Jul-08-08  Vollmer: Maybe Kramnik will surprise Anand with the wonderful 1.e4-d5 ! Wouldn't that be ironic . As a Center-Counter player I can only hope ...lol
Jul-08-08  Marvol: <Red October: << why not now? > according to Kirsn, sponsorship issues>

Shouldn't that be <because of> Kirsan, sponsorship issues ;)?

Jul-08-08  Jole: Perceyblankeney: You are right about how shorter matches have a greater element of chance in them. Their preperation will be important too. However, we know that both sides will be preparing heavily for this match so their won't be a huge difference regarding their opening preperation. Further, opening preparation alone is doubtful to be enough to decide the match. For example, Topalov was better prepared than Kramnik and often got an advantage out of the opening, but it wasn't Topalov that won the match.

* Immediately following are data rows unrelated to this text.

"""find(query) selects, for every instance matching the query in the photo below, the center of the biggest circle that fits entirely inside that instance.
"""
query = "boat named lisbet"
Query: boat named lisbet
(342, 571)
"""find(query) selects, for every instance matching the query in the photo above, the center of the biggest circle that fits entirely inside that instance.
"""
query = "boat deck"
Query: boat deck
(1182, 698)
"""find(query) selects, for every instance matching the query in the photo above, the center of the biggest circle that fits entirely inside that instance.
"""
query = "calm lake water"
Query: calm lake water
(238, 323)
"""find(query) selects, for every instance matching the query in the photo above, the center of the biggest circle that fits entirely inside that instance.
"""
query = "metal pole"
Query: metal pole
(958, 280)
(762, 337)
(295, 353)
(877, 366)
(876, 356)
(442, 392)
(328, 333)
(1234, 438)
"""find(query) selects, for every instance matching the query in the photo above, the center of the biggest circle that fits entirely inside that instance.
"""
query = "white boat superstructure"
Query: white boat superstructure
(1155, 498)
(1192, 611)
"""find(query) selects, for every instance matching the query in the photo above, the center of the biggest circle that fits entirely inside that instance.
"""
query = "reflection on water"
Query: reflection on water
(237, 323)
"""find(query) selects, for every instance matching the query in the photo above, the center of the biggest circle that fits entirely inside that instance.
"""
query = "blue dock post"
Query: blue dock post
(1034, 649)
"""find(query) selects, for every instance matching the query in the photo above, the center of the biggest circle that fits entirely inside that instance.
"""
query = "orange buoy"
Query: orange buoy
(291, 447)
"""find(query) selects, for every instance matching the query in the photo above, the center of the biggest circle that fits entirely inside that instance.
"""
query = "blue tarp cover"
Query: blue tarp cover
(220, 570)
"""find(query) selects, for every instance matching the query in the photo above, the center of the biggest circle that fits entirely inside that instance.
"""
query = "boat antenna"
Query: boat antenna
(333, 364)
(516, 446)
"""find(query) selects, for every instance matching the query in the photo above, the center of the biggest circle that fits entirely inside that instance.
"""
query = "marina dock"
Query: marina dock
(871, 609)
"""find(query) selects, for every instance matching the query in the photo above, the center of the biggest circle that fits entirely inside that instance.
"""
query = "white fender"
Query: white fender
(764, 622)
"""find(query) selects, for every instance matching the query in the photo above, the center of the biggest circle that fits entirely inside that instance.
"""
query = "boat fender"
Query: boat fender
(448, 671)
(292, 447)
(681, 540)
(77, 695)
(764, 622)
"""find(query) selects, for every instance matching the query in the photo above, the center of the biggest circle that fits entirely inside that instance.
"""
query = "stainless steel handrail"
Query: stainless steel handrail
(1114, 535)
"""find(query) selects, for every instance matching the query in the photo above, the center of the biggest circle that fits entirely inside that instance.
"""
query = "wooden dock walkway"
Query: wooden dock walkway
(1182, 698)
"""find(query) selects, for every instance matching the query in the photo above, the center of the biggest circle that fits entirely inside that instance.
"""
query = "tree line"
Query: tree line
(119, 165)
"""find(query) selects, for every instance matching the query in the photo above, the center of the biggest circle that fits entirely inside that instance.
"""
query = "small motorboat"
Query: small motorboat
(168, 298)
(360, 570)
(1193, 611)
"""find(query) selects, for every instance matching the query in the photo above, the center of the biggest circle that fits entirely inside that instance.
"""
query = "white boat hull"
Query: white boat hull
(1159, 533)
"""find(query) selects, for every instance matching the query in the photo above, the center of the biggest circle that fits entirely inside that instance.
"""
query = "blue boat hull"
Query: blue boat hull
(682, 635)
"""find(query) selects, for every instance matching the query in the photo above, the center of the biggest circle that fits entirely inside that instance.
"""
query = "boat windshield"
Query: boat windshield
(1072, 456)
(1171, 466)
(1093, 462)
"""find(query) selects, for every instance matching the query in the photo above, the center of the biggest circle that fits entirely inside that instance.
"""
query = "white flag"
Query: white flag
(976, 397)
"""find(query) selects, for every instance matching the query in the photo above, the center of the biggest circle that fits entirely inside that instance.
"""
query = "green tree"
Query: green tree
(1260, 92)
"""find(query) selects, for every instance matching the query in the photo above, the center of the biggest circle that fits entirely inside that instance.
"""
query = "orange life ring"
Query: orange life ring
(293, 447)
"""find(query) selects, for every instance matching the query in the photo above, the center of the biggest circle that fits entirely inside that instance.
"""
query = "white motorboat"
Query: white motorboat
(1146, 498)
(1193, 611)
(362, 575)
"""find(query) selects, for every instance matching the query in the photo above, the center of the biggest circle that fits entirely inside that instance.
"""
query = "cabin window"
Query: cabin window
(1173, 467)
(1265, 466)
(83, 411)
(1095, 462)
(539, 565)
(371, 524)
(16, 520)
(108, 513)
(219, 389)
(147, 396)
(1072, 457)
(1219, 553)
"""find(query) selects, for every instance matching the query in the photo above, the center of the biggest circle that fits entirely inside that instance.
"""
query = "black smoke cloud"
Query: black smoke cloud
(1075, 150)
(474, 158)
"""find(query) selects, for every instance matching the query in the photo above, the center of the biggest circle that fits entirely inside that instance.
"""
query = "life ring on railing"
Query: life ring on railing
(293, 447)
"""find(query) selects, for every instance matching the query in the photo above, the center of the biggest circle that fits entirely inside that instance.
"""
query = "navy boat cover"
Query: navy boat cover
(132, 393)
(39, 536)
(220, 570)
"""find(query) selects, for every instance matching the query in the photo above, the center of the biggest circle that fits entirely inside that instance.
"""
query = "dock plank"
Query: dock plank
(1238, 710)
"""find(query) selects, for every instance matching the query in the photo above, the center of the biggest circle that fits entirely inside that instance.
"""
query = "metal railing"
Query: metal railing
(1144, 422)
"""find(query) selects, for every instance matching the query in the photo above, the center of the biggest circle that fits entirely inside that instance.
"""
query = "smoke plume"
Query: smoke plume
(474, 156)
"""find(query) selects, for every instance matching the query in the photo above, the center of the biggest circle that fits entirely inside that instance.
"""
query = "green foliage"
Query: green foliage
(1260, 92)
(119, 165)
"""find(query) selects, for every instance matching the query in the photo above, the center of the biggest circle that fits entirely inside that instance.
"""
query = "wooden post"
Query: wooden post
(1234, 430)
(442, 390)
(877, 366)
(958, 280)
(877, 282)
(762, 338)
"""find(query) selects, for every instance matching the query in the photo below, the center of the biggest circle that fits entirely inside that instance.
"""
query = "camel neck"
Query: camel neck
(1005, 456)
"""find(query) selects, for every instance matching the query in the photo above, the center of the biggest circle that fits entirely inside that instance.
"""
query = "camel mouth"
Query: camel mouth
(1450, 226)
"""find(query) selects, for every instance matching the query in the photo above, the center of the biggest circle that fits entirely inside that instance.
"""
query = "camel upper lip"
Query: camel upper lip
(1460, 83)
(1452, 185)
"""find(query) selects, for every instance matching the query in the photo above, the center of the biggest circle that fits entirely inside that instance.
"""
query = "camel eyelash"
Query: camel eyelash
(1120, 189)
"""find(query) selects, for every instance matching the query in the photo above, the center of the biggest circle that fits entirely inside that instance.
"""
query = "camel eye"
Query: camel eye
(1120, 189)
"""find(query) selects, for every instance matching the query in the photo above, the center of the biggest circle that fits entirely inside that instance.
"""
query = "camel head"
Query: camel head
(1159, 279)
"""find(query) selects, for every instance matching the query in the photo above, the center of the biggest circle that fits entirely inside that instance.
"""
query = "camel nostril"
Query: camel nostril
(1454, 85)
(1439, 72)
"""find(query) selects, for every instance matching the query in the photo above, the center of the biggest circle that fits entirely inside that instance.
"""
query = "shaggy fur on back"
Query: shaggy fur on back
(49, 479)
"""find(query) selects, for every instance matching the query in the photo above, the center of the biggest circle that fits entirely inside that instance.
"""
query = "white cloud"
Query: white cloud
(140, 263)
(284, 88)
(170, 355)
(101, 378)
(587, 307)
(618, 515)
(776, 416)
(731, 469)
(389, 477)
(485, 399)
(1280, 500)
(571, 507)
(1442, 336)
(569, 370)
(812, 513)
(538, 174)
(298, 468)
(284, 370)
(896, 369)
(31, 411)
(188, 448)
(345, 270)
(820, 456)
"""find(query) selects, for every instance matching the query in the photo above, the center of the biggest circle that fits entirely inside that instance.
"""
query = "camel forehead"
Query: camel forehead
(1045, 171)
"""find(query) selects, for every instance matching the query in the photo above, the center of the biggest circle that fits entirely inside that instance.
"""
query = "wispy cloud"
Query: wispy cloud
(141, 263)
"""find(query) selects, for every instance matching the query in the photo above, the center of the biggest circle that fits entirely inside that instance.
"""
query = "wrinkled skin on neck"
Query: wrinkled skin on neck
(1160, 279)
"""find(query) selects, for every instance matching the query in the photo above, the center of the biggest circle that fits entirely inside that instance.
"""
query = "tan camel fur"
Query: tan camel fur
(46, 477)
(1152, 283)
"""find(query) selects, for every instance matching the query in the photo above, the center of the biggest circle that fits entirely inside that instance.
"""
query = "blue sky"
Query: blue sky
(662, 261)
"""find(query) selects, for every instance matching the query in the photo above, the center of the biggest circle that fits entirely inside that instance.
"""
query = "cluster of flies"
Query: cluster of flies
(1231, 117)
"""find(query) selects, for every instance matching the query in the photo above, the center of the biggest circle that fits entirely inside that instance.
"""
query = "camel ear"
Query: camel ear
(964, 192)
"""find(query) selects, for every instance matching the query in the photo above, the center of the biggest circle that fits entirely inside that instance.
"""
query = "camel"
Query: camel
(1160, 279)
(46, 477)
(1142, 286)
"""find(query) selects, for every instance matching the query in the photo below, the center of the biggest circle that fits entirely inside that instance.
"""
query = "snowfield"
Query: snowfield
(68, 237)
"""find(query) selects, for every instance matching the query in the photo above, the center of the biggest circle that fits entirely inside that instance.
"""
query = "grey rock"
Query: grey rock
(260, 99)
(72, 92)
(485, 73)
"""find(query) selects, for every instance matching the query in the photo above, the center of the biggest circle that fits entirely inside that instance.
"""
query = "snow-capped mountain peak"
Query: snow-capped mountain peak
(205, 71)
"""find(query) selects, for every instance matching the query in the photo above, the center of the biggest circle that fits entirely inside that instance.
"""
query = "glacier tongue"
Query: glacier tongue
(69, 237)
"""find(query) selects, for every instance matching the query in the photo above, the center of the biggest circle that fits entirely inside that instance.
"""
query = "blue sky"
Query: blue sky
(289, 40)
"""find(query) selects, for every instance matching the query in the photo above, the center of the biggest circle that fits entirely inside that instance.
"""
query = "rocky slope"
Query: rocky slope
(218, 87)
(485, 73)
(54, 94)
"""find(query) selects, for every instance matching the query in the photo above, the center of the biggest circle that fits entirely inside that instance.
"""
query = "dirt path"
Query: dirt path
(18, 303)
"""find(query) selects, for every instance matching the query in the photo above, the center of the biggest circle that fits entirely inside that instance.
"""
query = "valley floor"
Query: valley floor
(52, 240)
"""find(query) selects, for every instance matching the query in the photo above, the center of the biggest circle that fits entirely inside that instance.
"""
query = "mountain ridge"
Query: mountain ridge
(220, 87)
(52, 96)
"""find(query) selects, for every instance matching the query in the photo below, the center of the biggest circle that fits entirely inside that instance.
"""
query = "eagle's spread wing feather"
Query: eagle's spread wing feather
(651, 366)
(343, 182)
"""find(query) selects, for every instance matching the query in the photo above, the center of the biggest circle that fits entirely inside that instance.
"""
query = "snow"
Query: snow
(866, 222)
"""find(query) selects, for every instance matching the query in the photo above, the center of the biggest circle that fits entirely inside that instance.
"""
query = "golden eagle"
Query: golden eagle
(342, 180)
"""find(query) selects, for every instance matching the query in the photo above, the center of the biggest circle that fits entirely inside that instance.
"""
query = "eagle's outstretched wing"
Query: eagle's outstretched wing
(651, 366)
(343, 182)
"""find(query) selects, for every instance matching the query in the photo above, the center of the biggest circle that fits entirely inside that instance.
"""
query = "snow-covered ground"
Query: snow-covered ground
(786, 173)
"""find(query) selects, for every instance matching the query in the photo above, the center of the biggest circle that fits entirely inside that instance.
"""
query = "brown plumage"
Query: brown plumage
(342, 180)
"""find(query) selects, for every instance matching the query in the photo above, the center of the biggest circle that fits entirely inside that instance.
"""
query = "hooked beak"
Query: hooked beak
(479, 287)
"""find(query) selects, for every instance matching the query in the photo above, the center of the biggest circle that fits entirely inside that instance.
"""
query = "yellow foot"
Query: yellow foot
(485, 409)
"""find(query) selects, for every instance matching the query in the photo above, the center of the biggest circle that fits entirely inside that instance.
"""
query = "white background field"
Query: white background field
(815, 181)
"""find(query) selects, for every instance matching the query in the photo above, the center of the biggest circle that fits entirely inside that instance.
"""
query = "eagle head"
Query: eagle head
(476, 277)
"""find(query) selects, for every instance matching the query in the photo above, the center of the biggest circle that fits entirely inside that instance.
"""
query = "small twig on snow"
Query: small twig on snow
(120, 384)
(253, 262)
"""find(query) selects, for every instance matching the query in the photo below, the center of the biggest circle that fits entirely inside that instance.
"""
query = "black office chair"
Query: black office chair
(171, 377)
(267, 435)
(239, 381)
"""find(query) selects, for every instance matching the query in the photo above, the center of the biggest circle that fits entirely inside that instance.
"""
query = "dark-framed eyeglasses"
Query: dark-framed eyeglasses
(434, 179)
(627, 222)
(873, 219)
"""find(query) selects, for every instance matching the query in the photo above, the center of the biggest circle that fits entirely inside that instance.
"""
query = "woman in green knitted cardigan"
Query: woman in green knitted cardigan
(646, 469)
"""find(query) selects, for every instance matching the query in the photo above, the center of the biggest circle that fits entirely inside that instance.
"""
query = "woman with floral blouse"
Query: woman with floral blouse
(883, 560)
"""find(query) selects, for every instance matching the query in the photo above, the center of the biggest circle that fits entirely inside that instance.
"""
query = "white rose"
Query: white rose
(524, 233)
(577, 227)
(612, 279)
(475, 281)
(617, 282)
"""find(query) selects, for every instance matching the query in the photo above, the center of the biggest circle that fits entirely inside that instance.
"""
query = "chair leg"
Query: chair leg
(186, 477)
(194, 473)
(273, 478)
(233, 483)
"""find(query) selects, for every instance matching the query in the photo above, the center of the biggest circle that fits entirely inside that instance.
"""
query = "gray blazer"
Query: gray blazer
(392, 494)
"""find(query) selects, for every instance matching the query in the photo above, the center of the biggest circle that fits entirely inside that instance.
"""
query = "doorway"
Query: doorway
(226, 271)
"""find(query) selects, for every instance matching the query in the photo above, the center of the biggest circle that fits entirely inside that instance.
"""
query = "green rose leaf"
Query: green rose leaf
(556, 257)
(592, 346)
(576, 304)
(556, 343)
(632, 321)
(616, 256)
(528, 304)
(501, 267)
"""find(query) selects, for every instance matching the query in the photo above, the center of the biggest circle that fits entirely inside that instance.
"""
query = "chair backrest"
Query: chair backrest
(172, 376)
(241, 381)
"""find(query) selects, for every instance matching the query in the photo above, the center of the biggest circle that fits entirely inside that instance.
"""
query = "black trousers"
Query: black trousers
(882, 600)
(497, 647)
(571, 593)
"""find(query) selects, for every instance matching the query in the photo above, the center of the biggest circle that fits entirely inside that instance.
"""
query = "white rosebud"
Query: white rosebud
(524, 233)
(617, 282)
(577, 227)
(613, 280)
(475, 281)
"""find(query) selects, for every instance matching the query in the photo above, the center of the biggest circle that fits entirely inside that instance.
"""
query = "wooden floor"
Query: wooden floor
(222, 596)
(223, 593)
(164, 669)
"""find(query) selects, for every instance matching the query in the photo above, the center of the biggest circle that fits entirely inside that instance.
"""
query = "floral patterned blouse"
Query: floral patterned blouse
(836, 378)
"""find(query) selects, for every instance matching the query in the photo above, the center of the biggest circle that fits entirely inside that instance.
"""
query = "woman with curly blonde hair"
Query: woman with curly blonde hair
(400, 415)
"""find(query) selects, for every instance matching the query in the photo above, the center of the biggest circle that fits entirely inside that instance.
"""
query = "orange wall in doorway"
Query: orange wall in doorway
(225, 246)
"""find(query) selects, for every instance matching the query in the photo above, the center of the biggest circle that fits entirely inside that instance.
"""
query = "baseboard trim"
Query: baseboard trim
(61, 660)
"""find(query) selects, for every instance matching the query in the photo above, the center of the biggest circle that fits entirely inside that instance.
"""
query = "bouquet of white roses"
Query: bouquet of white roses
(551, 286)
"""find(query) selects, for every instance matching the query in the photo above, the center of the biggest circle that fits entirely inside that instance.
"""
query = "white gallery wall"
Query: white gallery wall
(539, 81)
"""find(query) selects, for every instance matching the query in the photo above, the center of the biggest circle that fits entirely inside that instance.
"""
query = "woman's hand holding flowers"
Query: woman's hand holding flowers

Personally, I think that it is more important that Kramnik's endgame is better against Anand than it was in this tournament. It is usually his strength, and will be greatly important in defending inferior games to a draw (there will be at least one time where Anand gets the advantage on Kramnik) and grinding out any positional edge he manages to gain.

Xenon Oxide: They probably don't want to do that because they want a world championship more often. Either that or its easier to sponsor the system that they have now (or FIDE is stupid).

Jul-09-08
Premium Chessgames Member
  lostemperor: Definitely Kramnik is focusing on his match with Anand like he said in NIC he did so in 2000 before his match with Kasparov. The difference is he won in the 2000 edition.

<Vollmer: Maybe Kramnik will surprise Anand with the wonderful 1.e4-d5 ! Wouldn't that be ironic . As a Center-Counter player I can only hope ...lol> last Saturday my amateur friend in a blitz tournament, also a center-counter player was complaining that he should not play the this opening against weak players anymore. He claimed weak players do normal moves and are ok! Only against strong players he will keep playing center-counter. So there might be a chance Kramnik will play this against Anand though I don't think so since I remember Anand using it as a surprise weapon once also :-)

Jul-09-08
Premium Chessgames Member
  erebdraug: Yeah, Anand used 1...d5 against Kasparov's 1.e4 back in '95. Anand lost (I don't know if he was at a disadvantage after the opening though).
Jul-09-08  slomarko: <erebdraug: Yeah, Anand used 1...d5 against Kasparov's 1.e4 back in '95. Anand lost (I don't know if he was at a disadvantage after the opening though).>

he wasn't. he got a very good position after the opening but then Kasparov bluffed with a sac exchange which Anand stupidly failed to accept.

Jul-09-08  Certhas: <plang: There are two tournaments prior to Sochi:

1) Biel (Carlsen) >

Wow, Carlsen will have to go +3 in 10 just not to lose any rating points.

Jul-09-08  Vollmer: lostemperor , perhaps your friend should read (again perhaps) Chess Middlegame Combinations by Peter Romanovsky ?
Jul-09-08  Vollmer: slomarko , "he got a very good position after the opening but then Kasparov bluffed with a sac exchange which Anand stupidly failed to accept."

Thats a very well said assessment .

Jul-10-08  Rolfo: <Wow, Carlsen will have to go +3 in 10 just not to lose any rating points.>

Just like putting hay in the sack, it's getting harder the more compacted the sack is

Jul-11-08  mrjones: Vollmer: <Is this the same Kramnik that had to use the toilet room um[p]teen times vs. Topalov . WOW thats a really bad case of <insert your favorite illness> .> Ankylosing spondylitis, for instance, the serious condition from which Kramnik is known to suffer? Amongst its other symptoms is back pain. Sufferers from much less significant back conditions know how painful prolonged sitting can be. If I had AS I'd want to move around, a lot; preferably in private. I'd have thought that more than explains it.